Burstein-Moss Effect Leads to an Unusual Suppression of Bipolar Conduction with Shrinking Bandgap

Abstract

Thermoelectrics have shown promising applications in temperature management and waste heat recovery. However, thermoelectric performance deteriorates when a distinct bipolar conduction occurs, making it necessary to inhibit bipolar conduction for efficient thermoelectrics. Generally, increasing bandgap (Eg) through doping is widely adopted to suppress bipolar conduction by inhibiting intrinsic excitation. However, we experimentally observed that intrinsic excitation and bipolar conduction are unusually suppressed as the bandgap narrows in indium-doped Bi2Te2Se.

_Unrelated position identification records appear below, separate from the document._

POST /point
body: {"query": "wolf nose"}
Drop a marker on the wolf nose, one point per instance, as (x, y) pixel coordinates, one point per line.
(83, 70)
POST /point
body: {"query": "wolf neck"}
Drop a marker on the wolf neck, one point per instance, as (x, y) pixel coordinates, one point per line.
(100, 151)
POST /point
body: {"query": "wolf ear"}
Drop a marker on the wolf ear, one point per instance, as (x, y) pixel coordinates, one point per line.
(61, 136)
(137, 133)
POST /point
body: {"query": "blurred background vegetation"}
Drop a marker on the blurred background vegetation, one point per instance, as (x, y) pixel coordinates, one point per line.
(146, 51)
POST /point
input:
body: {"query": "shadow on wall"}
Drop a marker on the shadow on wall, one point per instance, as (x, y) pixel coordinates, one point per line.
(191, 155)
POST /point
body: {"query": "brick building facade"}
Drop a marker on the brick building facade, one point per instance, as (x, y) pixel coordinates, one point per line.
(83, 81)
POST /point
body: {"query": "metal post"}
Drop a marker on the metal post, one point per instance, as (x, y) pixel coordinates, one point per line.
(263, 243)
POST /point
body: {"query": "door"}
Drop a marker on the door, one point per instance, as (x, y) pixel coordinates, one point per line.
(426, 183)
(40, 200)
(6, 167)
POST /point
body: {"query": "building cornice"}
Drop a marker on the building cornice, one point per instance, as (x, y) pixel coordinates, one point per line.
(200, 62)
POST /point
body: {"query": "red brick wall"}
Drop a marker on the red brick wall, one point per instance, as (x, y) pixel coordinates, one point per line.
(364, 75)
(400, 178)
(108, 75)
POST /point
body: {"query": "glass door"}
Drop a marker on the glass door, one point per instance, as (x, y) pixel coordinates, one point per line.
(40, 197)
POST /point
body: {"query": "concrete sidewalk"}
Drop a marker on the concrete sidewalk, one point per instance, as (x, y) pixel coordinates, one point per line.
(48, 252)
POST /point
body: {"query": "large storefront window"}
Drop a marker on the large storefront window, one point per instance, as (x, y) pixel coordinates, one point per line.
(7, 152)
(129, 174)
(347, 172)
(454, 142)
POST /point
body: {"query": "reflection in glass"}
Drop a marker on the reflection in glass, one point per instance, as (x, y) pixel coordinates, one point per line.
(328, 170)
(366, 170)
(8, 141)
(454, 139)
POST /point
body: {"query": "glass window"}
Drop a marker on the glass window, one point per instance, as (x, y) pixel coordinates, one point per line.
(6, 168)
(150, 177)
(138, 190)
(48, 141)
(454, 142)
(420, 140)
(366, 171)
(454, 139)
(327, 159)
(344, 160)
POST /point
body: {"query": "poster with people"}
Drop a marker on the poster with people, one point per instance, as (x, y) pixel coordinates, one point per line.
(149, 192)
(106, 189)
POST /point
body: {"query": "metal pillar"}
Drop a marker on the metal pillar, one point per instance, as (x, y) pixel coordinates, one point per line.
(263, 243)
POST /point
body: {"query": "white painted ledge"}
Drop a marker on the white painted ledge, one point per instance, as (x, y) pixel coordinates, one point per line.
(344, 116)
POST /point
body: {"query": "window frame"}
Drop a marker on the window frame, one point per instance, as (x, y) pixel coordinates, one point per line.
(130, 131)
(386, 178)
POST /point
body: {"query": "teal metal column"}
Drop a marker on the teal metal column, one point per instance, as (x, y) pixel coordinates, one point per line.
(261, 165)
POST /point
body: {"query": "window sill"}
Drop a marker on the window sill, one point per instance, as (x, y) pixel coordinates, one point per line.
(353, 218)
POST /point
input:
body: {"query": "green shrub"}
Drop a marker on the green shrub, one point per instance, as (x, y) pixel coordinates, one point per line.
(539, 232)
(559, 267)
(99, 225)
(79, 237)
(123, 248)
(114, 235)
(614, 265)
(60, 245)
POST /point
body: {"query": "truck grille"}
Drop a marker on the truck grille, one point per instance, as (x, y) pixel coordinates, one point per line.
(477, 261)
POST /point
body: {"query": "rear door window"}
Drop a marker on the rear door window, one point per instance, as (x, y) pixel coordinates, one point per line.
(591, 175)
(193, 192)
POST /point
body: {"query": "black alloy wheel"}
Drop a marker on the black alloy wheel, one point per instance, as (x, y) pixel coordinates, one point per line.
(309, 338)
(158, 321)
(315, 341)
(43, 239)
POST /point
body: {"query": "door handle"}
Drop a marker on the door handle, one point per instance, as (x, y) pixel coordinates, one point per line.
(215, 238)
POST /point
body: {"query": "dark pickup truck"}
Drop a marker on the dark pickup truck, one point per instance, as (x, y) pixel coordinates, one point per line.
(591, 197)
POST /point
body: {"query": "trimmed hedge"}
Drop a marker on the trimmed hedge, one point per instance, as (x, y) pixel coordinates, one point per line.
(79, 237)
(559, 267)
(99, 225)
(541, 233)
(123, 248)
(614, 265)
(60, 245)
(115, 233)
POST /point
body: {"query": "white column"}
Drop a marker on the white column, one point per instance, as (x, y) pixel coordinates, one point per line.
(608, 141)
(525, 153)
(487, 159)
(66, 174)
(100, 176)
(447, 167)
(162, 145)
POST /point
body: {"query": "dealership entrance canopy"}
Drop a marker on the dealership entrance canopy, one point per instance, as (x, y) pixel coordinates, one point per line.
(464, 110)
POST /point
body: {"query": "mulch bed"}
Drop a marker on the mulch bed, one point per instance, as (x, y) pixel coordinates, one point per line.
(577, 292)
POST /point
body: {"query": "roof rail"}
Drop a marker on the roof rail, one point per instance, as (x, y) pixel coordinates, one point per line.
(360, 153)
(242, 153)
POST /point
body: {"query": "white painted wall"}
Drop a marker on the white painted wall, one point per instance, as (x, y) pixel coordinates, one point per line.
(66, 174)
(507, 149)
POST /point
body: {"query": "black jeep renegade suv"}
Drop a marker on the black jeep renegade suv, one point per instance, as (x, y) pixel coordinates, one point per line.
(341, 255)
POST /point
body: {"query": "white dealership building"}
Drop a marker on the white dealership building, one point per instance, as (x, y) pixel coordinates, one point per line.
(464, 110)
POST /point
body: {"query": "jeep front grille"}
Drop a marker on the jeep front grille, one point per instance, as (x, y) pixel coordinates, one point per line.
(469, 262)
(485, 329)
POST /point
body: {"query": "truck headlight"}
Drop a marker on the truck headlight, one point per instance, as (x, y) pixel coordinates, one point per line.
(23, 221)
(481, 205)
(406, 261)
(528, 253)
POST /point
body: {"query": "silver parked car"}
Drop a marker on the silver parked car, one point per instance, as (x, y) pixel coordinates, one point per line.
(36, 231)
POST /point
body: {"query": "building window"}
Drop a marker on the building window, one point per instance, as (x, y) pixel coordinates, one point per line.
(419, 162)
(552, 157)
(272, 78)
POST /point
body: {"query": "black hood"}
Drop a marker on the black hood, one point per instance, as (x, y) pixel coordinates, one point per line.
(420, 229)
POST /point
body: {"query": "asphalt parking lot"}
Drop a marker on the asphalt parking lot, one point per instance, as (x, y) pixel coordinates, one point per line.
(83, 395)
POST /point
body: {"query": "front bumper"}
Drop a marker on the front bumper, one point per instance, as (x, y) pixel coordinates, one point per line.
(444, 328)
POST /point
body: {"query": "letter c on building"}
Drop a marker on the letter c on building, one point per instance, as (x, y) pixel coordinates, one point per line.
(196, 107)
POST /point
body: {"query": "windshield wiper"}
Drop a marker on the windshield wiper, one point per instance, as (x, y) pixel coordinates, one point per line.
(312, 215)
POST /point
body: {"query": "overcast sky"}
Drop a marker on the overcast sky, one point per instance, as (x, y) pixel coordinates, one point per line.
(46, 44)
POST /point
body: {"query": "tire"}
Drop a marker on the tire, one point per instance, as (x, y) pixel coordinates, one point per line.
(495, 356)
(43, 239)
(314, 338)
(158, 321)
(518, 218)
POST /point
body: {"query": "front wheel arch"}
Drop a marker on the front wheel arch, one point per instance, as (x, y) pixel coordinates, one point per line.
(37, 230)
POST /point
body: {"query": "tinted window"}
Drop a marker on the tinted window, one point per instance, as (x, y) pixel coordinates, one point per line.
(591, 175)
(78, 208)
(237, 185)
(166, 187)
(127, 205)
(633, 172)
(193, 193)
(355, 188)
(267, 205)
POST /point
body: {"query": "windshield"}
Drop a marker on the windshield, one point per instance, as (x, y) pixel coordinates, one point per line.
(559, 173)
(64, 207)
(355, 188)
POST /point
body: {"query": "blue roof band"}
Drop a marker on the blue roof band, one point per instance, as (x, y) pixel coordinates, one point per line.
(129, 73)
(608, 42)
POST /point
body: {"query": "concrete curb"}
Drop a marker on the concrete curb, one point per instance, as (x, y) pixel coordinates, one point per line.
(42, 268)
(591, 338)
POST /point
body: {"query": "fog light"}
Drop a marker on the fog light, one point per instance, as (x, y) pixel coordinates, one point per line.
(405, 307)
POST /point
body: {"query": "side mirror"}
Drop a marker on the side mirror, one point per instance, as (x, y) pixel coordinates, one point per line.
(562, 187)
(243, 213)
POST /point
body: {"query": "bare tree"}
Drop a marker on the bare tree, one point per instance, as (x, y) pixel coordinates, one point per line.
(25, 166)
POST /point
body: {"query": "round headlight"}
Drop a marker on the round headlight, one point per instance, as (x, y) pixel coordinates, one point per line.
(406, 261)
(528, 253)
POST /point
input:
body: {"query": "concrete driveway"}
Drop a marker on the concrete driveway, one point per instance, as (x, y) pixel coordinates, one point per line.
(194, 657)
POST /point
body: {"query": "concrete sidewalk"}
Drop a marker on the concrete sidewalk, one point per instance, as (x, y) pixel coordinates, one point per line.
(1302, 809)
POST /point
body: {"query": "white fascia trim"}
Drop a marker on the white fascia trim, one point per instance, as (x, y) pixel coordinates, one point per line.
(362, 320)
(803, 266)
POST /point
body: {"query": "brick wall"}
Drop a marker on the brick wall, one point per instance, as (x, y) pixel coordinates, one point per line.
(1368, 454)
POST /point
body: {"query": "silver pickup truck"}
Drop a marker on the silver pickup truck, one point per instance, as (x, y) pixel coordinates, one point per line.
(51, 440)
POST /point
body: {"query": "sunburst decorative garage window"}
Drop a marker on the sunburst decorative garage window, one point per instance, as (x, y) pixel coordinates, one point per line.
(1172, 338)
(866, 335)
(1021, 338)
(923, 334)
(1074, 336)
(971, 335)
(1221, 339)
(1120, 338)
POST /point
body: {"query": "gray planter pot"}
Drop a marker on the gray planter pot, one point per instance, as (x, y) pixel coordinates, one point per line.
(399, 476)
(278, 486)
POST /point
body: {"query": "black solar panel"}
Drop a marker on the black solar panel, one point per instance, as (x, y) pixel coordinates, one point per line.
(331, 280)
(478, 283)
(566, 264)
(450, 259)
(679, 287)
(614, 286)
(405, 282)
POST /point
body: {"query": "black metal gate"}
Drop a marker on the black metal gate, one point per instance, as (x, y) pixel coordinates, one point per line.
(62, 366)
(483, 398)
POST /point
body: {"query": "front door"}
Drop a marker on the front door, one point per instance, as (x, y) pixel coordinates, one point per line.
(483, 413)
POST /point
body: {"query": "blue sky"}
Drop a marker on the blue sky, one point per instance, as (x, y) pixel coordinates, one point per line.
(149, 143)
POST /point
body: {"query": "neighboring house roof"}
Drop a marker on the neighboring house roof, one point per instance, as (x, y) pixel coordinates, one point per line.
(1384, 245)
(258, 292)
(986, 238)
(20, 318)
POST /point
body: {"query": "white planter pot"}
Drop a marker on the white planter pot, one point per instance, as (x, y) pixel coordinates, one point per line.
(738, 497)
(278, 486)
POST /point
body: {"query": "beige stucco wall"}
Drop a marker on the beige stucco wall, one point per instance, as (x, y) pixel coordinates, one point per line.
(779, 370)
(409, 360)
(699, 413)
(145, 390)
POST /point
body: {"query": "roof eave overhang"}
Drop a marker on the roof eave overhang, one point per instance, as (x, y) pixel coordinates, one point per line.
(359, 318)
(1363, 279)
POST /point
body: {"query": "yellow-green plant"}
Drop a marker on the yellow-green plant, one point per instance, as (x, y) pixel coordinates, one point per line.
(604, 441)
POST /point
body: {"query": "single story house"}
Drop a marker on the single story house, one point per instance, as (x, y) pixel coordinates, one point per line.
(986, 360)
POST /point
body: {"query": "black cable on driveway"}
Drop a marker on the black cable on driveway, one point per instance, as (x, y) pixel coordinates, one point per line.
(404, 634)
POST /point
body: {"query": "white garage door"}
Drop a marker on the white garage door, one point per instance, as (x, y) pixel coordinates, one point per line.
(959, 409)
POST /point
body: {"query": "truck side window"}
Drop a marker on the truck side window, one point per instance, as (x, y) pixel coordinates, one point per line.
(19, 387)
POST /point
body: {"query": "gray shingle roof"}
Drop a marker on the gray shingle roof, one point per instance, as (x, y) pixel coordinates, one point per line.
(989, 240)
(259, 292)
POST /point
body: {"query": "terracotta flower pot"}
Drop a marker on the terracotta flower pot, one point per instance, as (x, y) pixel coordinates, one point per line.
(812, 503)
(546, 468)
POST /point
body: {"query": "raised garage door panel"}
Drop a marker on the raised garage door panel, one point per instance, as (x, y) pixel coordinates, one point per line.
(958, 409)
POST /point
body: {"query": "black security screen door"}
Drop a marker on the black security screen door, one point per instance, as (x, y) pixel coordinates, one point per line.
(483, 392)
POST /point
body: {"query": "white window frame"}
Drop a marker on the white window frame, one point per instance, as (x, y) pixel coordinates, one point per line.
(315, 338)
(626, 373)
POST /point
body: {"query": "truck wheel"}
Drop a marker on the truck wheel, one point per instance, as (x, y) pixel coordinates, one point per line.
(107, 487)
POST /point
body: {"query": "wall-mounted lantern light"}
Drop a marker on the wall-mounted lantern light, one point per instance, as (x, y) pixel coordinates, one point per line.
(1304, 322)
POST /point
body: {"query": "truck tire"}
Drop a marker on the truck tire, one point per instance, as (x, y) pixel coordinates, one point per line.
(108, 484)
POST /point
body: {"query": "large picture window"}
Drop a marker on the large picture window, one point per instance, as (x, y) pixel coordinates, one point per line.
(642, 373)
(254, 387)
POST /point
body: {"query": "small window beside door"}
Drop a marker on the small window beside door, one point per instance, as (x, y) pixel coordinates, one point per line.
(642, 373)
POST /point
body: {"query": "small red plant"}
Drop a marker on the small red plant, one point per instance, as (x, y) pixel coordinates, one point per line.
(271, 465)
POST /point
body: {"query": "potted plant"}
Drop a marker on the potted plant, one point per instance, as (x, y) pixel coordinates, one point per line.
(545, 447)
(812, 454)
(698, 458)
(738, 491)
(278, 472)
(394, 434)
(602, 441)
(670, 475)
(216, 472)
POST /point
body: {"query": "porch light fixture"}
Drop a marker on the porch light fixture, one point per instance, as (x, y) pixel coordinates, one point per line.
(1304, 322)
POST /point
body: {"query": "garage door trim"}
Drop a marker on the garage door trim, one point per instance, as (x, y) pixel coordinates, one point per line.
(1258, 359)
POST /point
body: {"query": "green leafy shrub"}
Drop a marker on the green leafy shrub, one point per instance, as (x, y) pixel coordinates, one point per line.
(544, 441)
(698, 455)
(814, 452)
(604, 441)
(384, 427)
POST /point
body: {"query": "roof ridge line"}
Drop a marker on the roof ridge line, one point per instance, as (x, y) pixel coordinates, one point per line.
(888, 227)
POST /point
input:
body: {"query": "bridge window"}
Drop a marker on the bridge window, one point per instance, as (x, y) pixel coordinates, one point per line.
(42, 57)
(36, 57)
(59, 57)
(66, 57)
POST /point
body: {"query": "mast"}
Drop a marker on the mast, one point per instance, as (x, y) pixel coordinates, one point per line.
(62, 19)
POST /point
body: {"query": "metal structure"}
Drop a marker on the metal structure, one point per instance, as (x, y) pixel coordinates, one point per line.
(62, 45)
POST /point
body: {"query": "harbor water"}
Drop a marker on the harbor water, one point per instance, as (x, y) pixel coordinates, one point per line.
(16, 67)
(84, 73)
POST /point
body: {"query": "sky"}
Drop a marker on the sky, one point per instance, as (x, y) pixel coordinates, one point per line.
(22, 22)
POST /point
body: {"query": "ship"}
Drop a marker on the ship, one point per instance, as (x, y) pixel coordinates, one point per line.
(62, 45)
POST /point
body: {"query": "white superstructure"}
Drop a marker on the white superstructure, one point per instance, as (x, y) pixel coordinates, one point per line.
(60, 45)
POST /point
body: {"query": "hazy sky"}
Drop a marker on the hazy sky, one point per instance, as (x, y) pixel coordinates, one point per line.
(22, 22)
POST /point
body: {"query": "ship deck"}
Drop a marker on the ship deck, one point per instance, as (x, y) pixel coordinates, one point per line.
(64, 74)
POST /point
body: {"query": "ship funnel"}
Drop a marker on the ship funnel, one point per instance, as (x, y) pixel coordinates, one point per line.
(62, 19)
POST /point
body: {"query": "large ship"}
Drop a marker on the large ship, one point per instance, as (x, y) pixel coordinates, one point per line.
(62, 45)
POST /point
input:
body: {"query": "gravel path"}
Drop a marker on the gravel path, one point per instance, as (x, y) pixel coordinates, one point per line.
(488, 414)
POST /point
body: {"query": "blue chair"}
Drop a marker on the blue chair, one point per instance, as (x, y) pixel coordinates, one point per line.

We attribute this unusual suppression to the Burstein-Moss effect through angle-resolved photoemission spectroscopy (ARPES) and transport tests. The Burstein-Moss effect suggests that the energy required for carrier excitation in degenerate semiconductors is the sum of Eg and the Fermi level shift (Eshift) rather than Eg alone, as we observed that after indium doping, Eg narrows, but Eg + Eshift expands, accompanied by the suppression of intrinsic excitation and bipolar conduction. Our work emphasizes that when assessing and predicting the impact of a dopant on bipolar transport, it is more appropriate to consider Eg + Eshift rather than Eg alone, as Eg + Eshift is the actual energy required for intrinsic excitation. This physical principle is essential to thermoelectric materials, as Burstein-Moss effect is significantly intensified in narrow-bandgap degenerate semiconductors, a commonness of thermoelectric materials.